24th July 2018
Shipping is the mode favored by many for long distance freight carriage, but when compared to new alternatives, can you be sure you’re it’s always the best choice?
Maritime transport has a good story to tell. To start with, it remains the backbone of global trade. The jobs and livelihoods of billions of people in the developing world depend on shipping – as do the standards of living in the industrialized world.
Then there are the statistics:
- International shipping is responsible for the carriage of around 90% of world trade
- There are over 50,000 merchant ships sailing the seas, registered to 150 nations
- In 2015, it’s estimated that 1687 million tons were carried in around 6 million containers
In other words shipping is big, and to date the dominant form of freight transport.
A viable alternative
It isn’t however the only option. Rail alone is receiving mass investment (and a similar amount of media attention), led by the One Belt One Road Initiative that aims to provide enhanced Eurasian connectivity through major infrastructure projects.
A project that’s already achieved some major milestones:
- Last year, a train took five months to travel between the UK and China – including the shifting of containers due to differences in railway gauges
- By May of this year the first ‘Silk Road’ train arrived in Antwerp, Belgium, having left the Chinese port of Tangshan only 17 days earlier
- It’s now estimated that rail transit time from China to Europe on the Silk Road Rail will be about 14-18 days for block-trains, and 18-21 for single container shipments
However, speed is not the only consideration. As with every transport mode, shipping brings with it a number of pros and cons that need to be factored in to any final decision.
Shipping: the advantages
Starting first with the high value ‘pluses’ of taking loads to the high seas:
Size: shipping is obviously ideal for transporting bulky and large loads. Indeed, think containers full of the latest banana harvest etc. – where refrigerated reefers are typically the most economical option for moving them long haul.
Cost: shipping cargo is also cheaper when compared to air, rail, and road transport (one study suggests that maritime transport can be $2000 cheaper per container than rail), and also cheaper in terms of maintenance
Risk: shipping can often come to the rescue when road and rail transport is disrupted by natural calamities such as floods and heavy snowfall etc.

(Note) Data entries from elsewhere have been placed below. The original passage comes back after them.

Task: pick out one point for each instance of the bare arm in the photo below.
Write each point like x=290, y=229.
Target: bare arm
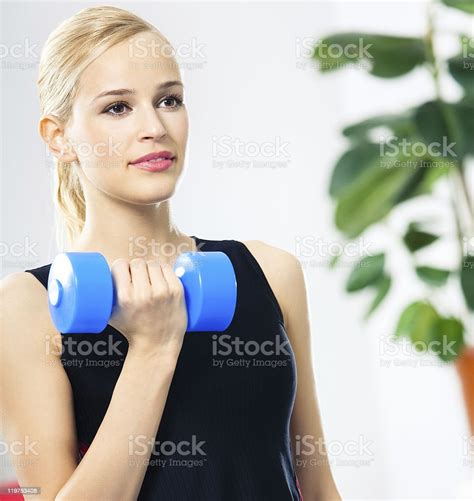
x=286, y=278
x=36, y=402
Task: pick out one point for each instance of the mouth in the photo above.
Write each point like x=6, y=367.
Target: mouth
x=154, y=162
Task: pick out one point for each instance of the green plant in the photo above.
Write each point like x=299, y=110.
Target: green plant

Noise: aside from the low rumble of their engines, ships are pretty much silent as they cruise the oceans and produce far less noise pollution than alternative modes
Safety: ships sinking/running aground may be newsworthy events, but the fact is that such major accidents are far fewer in number that those associated with trucks and trains.
Shipping: the disadvantages
So there are many advantages of selecting the world’s oceans, rivers, and lakes as your preferred modal choice. Yet with shipping it’s not all plain sailing, and there are a few downsides to also consider:
Time: shipping simply takes longer to arrive. Of course this is not a problem for products with long lead times, but for refrigerated items journey time does place an emphasis on the quality and reliability of the cooling technology being used.
Slow steaming: an increasingly popular activity aimed at cutting fuel costs (estimated by as much as one third), the calculations suggest that for a ship to reduce speed by 10%, its engine power is reduced by 27% and the energy required for the voyage is cut by 19%.
Risk: yes, risk appears as both an advantage and disadvantage, as ships can be impacted by unseasonal weather (monsoons etc.), sinking ships, lost containers <link to article on hard knock life> etc.
Visibility: with your load at sea it can be very difficult to maintain close watch on the rate of progress and the condition of the cargo – despite advances in tracking technology.
Customs: maritime transport does involve significant documentation between importer, exporter, clearing agent etc. to enable entry to port and international waterways.
Consider all the possibilities
Obviously shipping will for the foreseeable future remain top choice for the long-haul shipping of organic produce – and everything from sugar and cereal through to fruit and vegetables.
For transporting refrigerated goods it’s much the same, as major technology providers such as Thermo King continue to innovate with their line of marine solutions.
But change is definitely sailing just beyond the horizon. New modes, and particularly rail, are beginning to offer similar green credentials to shipping – as well as an attractive balance between cost and speed that neatly dissects air and maritime modes.
Find your ideal route
The world of intermodal trade continues to change. Where once the key factors of cost and delivery times meant that only one option existed, now you have a range of alternatives for enhancing your cold chain.